As far as I can see, I match the constraints and information further stated there.

Further on I took a look at "FLUSH TABLES WITH READ LOCK":
The manual states under chapter "FLUSH TABLES Syntax", "FLUSH TABLES WITH READ LOCK":
"Closes all open tables and locks all tables for all databases with a global read lock.
This is a very convenient way to get backups if you have a file system such as Veritas or ZFS that can take snapshots in time.
Use UNLOCK TABLES to release the lock."
We are in a ZFS environment.
Global Read Lock is applied, that prevents new tables to be created, MyISAM and InnoDB in case.
In terms of consistent database snapshot a fulfilled prerequisite.

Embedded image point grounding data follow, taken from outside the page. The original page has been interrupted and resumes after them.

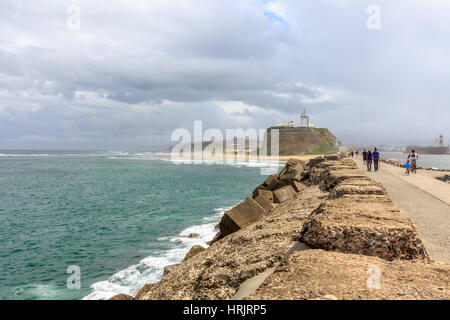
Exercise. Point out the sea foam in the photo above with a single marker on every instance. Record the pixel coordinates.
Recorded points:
(150, 269)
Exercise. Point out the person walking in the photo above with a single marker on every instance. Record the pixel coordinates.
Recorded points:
(364, 156)
(376, 158)
(413, 156)
(369, 161)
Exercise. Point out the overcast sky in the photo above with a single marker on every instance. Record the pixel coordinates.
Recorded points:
(136, 70)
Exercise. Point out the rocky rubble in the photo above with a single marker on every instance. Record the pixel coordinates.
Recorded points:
(445, 178)
(359, 217)
(328, 204)
(323, 275)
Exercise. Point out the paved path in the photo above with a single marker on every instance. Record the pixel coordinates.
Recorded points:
(425, 200)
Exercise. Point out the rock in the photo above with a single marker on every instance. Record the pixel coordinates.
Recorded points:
(169, 268)
(445, 178)
(318, 274)
(194, 251)
(270, 180)
(274, 184)
(257, 190)
(264, 203)
(363, 224)
(121, 296)
(266, 194)
(331, 157)
(312, 162)
(282, 194)
(241, 216)
(288, 178)
(144, 290)
(298, 186)
(216, 238)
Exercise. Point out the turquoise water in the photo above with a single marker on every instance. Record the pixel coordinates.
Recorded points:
(119, 217)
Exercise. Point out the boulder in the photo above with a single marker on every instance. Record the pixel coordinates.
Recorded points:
(294, 166)
(266, 194)
(331, 157)
(144, 290)
(363, 224)
(240, 217)
(298, 186)
(169, 268)
(121, 296)
(217, 237)
(288, 178)
(273, 182)
(312, 162)
(269, 180)
(264, 203)
(284, 193)
(260, 187)
(194, 250)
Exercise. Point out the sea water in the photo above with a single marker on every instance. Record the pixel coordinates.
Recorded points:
(119, 217)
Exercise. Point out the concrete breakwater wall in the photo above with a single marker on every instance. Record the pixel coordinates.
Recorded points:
(346, 225)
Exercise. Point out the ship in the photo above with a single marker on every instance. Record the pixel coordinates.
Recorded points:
(439, 147)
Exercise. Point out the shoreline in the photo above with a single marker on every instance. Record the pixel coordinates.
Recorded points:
(266, 237)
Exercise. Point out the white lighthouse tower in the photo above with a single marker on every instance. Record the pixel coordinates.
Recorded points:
(304, 119)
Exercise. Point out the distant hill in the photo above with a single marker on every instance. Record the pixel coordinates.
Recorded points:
(302, 140)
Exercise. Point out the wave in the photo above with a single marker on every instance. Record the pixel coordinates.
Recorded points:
(150, 269)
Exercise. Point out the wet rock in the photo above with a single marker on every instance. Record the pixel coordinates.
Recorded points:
(241, 216)
(194, 251)
(266, 194)
(169, 268)
(298, 186)
(283, 194)
(144, 290)
(312, 162)
(264, 203)
(258, 189)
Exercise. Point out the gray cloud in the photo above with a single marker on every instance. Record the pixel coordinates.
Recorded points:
(137, 70)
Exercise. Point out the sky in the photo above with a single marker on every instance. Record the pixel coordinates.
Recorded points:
(125, 74)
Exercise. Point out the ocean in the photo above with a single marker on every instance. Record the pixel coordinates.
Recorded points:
(119, 217)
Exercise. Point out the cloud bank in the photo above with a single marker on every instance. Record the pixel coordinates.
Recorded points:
(136, 70)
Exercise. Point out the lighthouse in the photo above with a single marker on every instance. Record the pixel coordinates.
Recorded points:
(304, 119)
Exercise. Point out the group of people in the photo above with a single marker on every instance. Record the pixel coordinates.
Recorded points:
(373, 157)
(370, 157)
(411, 162)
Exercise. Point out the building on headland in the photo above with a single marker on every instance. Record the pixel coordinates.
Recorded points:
(303, 139)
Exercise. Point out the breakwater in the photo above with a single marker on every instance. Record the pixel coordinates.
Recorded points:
(320, 228)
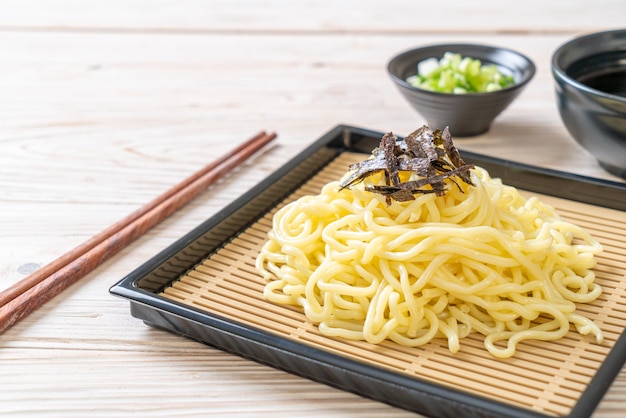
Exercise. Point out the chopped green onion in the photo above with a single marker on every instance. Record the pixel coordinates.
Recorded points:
(456, 74)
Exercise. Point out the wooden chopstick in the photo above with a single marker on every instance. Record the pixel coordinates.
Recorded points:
(28, 294)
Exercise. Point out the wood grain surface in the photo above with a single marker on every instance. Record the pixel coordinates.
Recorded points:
(106, 104)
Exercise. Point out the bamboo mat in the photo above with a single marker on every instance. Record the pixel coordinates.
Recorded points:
(545, 377)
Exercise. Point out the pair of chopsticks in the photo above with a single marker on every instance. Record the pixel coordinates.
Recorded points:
(24, 297)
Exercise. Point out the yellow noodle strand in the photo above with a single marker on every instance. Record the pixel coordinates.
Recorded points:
(478, 259)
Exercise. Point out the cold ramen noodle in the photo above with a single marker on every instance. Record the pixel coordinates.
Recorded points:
(414, 245)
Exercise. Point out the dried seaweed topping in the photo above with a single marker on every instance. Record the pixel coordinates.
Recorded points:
(429, 157)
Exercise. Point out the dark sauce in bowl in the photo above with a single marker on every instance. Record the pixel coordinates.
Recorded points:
(605, 72)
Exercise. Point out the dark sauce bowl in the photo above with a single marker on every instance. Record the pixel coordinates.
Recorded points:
(590, 81)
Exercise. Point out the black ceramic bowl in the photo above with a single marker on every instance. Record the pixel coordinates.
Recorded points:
(465, 114)
(590, 77)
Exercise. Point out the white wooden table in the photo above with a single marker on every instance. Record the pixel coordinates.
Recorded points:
(106, 104)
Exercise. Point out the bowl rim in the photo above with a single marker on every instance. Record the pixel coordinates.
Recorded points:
(521, 83)
(559, 73)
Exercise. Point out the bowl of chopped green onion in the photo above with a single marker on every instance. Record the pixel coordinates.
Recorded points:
(461, 86)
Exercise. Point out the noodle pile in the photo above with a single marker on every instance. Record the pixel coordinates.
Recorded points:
(478, 259)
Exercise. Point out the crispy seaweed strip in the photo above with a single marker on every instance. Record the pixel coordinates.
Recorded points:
(429, 156)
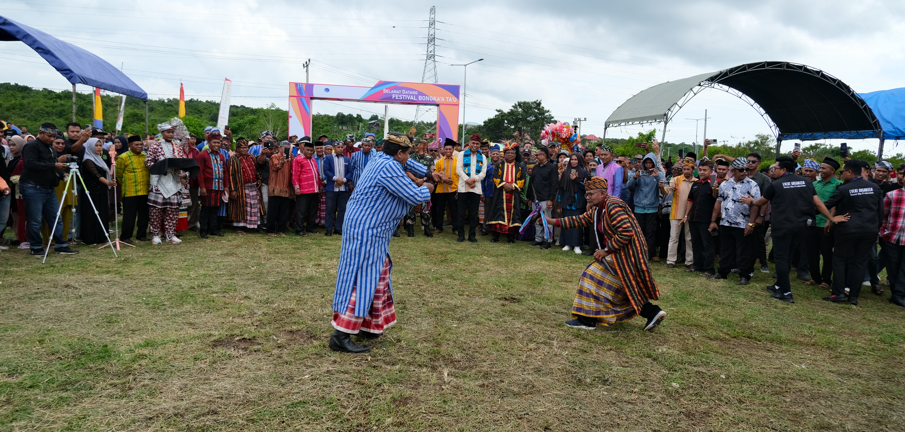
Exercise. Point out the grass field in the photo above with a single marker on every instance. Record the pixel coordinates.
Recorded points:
(230, 334)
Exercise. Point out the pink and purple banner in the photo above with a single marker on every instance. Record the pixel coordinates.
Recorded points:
(444, 96)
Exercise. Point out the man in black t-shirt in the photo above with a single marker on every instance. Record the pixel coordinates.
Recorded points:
(863, 202)
(793, 200)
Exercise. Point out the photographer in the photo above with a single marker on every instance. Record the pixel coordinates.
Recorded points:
(40, 175)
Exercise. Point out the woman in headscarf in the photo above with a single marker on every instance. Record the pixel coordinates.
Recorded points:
(96, 175)
(572, 201)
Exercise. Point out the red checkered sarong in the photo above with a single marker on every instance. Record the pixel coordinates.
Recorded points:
(381, 315)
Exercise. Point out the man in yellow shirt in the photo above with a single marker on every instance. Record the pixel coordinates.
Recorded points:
(681, 185)
(133, 175)
(447, 181)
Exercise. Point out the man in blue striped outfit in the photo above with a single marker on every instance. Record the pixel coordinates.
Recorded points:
(363, 300)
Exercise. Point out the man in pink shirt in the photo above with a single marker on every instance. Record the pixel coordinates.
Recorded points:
(306, 181)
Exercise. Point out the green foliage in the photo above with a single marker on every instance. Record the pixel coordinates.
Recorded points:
(530, 116)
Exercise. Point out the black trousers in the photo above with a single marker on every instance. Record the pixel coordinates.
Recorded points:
(439, 208)
(135, 207)
(468, 201)
(859, 244)
(894, 257)
(760, 244)
(208, 218)
(785, 242)
(736, 252)
(278, 211)
(306, 211)
(648, 223)
(820, 245)
(663, 235)
(702, 246)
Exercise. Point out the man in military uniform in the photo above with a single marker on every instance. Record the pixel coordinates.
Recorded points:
(424, 158)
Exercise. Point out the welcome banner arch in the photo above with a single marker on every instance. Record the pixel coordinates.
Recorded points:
(444, 96)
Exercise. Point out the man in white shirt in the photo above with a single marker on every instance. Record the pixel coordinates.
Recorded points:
(471, 167)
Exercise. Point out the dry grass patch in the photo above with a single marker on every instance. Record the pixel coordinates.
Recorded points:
(230, 333)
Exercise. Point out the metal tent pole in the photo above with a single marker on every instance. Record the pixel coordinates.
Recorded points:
(880, 150)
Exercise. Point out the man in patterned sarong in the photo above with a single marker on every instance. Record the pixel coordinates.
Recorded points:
(618, 285)
(363, 303)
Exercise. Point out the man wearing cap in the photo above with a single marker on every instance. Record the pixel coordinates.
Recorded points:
(165, 193)
(619, 284)
(735, 221)
(471, 166)
(446, 178)
(207, 134)
(338, 174)
(363, 302)
(424, 158)
(306, 180)
(243, 180)
(133, 175)
(793, 198)
(360, 159)
(40, 176)
(349, 146)
(609, 170)
(211, 182)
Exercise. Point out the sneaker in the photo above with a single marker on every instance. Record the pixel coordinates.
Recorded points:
(65, 250)
(787, 297)
(574, 323)
(655, 321)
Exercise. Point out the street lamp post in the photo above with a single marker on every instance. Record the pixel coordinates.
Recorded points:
(464, 89)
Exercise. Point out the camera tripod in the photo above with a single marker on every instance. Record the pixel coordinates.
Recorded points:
(73, 173)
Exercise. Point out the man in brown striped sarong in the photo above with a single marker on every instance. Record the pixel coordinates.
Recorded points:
(618, 285)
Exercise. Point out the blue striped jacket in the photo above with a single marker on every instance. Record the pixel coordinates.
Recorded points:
(379, 202)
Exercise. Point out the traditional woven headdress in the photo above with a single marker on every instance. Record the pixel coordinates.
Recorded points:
(595, 183)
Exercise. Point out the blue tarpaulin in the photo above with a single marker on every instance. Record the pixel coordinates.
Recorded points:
(76, 64)
(889, 107)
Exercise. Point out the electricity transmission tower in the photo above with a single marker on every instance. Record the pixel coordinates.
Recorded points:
(428, 113)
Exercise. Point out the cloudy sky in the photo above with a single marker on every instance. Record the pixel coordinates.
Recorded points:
(581, 58)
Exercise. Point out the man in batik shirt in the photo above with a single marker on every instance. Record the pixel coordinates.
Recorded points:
(423, 158)
(244, 206)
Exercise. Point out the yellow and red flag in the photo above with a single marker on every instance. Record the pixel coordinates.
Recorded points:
(98, 111)
(181, 101)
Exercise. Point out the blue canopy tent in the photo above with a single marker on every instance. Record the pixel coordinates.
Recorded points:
(75, 64)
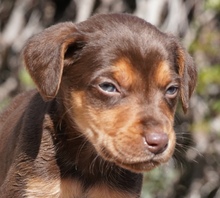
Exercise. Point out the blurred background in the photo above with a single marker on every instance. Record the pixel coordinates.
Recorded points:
(194, 171)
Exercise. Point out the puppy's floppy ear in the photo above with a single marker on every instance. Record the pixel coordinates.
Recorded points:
(44, 56)
(188, 74)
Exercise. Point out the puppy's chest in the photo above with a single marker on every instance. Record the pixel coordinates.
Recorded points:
(69, 188)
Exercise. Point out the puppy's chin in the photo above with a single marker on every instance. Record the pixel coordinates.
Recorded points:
(134, 163)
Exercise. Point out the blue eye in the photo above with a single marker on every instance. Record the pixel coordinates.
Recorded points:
(108, 87)
(172, 91)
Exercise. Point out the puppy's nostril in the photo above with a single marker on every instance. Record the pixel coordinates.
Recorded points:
(156, 142)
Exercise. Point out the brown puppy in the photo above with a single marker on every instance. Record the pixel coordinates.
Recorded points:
(103, 113)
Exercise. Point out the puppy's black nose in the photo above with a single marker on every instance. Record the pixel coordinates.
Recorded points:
(156, 142)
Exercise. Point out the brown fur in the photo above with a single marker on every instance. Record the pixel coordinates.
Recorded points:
(103, 112)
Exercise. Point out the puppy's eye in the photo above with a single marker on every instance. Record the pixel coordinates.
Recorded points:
(172, 91)
(108, 87)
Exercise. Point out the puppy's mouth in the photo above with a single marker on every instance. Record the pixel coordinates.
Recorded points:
(144, 163)
(140, 166)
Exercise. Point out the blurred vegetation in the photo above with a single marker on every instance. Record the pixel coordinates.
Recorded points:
(195, 171)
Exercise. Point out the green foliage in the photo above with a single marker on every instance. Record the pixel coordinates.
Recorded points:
(159, 180)
(208, 76)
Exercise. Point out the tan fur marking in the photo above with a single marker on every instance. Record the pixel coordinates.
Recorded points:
(163, 74)
(70, 189)
(38, 187)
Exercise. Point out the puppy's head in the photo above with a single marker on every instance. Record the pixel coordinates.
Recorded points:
(120, 79)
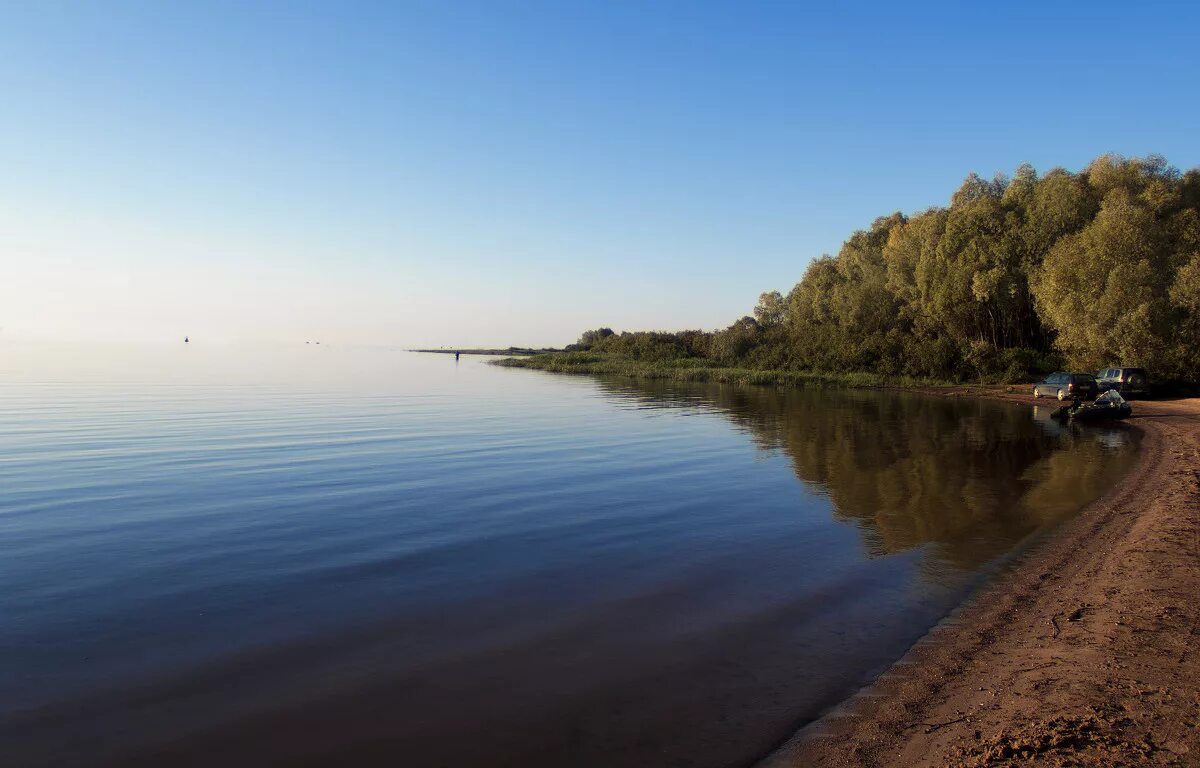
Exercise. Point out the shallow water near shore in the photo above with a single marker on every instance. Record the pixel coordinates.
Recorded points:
(319, 555)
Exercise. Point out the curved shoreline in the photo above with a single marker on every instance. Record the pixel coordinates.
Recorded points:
(1084, 652)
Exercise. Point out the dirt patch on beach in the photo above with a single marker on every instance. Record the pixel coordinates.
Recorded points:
(1085, 653)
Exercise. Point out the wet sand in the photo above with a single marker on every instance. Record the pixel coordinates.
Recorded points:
(1086, 652)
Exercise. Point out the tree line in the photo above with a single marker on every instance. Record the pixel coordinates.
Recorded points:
(1014, 277)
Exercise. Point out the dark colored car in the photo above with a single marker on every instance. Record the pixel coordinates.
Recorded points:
(1126, 381)
(1067, 387)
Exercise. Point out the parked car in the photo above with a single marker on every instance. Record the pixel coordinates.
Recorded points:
(1067, 387)
(1126, 381)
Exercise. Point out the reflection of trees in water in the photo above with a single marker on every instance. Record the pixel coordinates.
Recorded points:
(970, 477)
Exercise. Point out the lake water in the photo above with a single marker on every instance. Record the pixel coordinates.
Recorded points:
(328, 556)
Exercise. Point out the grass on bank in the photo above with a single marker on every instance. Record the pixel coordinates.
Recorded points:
(699, 370)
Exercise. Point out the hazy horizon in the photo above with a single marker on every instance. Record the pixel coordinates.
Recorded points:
(493, 175)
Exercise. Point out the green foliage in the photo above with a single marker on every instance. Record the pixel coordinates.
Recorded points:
(1013, 279)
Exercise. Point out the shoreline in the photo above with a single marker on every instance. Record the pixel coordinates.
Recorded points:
(1083, 652)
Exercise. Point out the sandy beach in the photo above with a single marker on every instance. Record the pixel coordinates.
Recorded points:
(1084, 653)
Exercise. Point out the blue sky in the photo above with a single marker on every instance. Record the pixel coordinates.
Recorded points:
(460, 173)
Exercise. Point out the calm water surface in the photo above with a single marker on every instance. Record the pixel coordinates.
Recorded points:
(325, 556)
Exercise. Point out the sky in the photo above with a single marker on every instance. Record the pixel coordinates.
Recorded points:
(513, 173)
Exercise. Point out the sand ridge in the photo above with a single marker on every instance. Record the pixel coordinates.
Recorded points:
(1085, 653)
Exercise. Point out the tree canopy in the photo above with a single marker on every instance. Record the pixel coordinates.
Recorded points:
(1013, 277)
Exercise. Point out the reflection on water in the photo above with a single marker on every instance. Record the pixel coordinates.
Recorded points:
(970, 477)
(355, 557)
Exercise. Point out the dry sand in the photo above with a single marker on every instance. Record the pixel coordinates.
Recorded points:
(1086, 653)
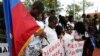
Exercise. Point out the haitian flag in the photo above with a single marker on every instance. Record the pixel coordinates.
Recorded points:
(20, 24)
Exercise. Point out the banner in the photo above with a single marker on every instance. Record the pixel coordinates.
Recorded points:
(4, 49)
(73, 48)
(54, 49)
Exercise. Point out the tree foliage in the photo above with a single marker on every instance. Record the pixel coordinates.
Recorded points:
(70, 9)
(78, 7)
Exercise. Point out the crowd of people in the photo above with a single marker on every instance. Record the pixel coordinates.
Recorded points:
(56, 27)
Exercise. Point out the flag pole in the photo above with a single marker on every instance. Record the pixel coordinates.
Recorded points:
(74, 8)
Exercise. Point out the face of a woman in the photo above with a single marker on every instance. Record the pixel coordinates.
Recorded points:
(53, 24)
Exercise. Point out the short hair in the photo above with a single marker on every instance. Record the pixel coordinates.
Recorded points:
(52, 11)
(52, 18)
(39, 5)
(80, 27)
(59, 29)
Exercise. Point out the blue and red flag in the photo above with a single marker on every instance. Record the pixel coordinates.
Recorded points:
(20, 24)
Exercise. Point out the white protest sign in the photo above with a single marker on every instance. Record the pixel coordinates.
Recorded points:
(4, 49)
(74, 48)
(54, 49)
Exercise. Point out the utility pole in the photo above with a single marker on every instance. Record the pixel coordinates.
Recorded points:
(83, 6)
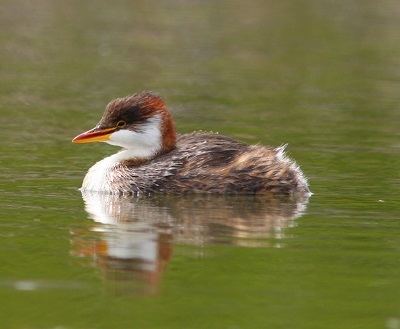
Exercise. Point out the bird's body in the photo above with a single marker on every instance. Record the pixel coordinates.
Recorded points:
(155, 160)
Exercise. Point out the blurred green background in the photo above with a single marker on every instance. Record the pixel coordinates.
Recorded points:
(322, 76)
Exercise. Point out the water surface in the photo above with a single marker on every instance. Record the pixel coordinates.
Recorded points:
(322, 76)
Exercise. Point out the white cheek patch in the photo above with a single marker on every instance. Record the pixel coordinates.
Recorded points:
(143, 143)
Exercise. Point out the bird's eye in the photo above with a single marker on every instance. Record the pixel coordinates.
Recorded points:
(121, 124)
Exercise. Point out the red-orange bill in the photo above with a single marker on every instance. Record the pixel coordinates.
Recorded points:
(94, 135)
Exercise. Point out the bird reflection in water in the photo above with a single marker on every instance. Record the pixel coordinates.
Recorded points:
(132, 239)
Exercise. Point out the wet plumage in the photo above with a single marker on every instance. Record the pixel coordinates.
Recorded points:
(196, 162)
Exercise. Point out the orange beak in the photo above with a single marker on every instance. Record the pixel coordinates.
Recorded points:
(94, 135)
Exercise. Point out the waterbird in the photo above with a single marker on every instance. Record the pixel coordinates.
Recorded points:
(154, 158)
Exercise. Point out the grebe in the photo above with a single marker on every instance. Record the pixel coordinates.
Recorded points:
(155, 159)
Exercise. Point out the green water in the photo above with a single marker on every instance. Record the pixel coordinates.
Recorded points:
(322, 76)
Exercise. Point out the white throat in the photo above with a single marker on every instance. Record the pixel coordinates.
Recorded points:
(143, 143)
(137, 144)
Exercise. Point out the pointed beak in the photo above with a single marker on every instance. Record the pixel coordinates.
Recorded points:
(94, 135)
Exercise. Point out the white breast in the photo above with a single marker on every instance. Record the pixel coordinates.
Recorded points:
(141, 144)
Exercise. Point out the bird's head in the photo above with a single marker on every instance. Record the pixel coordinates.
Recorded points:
(141, 123)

I did some testing regarding LOCK effects on InnoDB.
To summarize:

1) Any open transaction with data change blocks a FLUSH TABLES ... FOR EXPORT until COMMIT or ROLLBACK.
2) Any query with data change in a transaction is locked, so generally the transaction waiting, as long as a FLUSH TABLES ... FOR EXPORT is in place.
3) Any open transaction with data change allows FLUSH TABLES WITH READ LOCK, but the transaction cannot COMMIT until the UNLOCK the FLUSH.
4) Any query with data change in a transaction is locked, so generally the transaction waiting, as long as a FLUSH TABLES WITH READ LOCK is in place.
Additionally, DDL also are blocked until UNLOCK.

This as prerequisite, the two-staged method (FLUSH TABLES WITH READ LOCK, FLUSH TABLES ... FOR EXPORT) provides a consistent stage in terms of data tables to be taken a filesystem (zfs) snapshot of.
In practice and my experience, table files to be restored have re-integrated seamlessly, whether MyISAM or InnoDB, though with different method of restore.

Again, please comment in detail on where do you identify the flaw in using these FLUSH statements,
why are both, and in this combination, not applicable for preparing a filesystem backup.

Thanks!

For the behaviour of malloc() , you can read the documentation on-line for the operating systems in question.

Regarding the way to backup MySQL tables with from a mix of the storage engines, it is fully explained in our manual. Now, we also have the explanation that no FLUSH ..... statements can be used to backup InnoDB tables.

This bug is closed now and will not be dealt with any more.